Al fin y al cabo, el análisis sensorial se ha convertido en un aliado estratégico de las industrias de bebidas y explorar su potencial para mejorar el rendimiento de sus productos no sólo es inteligente, sino necesario.

Y poder contar con profesionales formados que evalúen su cerveza e identifiquen cualquier problema es primordial para garantizar la calidad del producto antes de que salga a la venta. 

El maestro cervecero analiza y comprueba la calidad de la cerveza
El maestro cervecero analiza y comprueba la calidad de la cerveza

3. Adopción de métodos adecuados y mensurables

Incluso el mejor equipo con el mejor personal no conseguirá buenos resultados sin los métodos adecuados. 

Para lograr calidad en el producto final, el flujo de trabajo debe ser claro, preciso y ajustado a las necesidades de cada empresa.

Las fábricas de cerveza pueden utilizar métodos de control analítico desarrollados por instituciones como la Asociación Europea de Cervecerías. Sociedad Americana de Químicos CervecerosPueden construir su propio método.

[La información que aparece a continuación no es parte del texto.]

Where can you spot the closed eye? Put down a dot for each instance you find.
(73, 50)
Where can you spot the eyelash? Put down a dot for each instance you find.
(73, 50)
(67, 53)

En este último caso, las cerveceras deben fijarse en primer lugar en sus propios parámetros, que incluyen, por ejemplo:

  • el tamaño de la fábrica de cerveza y su capacidad de producción;
  •  grado de complejidad y automatización del proceso de producción;
  • variedad de cervezas producidas;
  • mano de obra disponible;
  • disponibilidad de recursos técnicos propios para los análisis de laboratorio;
  • etc.

Con estos datos sobre la mesa, a continuación es necesario dar formato a los métodos para los distintos grupos de la fábrica de cerveza, que pueden dividirse en:

  • materias primas o insumos; 
  • tecnología y equipamiento;
  • procesos de elaboración de la cerveza.

Recordando que para la eficacia de cada método, es necesario adoptar una forma de medir el grado de eficiencia de estos procesos, lo que, en otras palabras, llamamos control de calidad.

Para quienes construyan su propio método de trabajo, el consejo es incluir fichas de control que contengan la descripción del método y las herramientas que se utilizarán para medir su asertividad; los valores máximo y mínimo aceptados para este parámetro y las medidas correctivas que se tomarán si el valor está fuera de los valores aceptados.

Sólo así se puede verificar la coherencia del procedimiento adoptado y aportar mejoras continuas para lograr la normalización y la calidad de tu cerveza.

Si algo ha despistado al control de calidad de tu fábrica de cerveza, es imprescindible que lo pongas en marcha cuanto antes. 

Invierte en instrumentos de calidad, invierta en un equipo bien formado y perfeccione sus métodos. Los pilares para lograr una cerveza normalizada están en tus manos.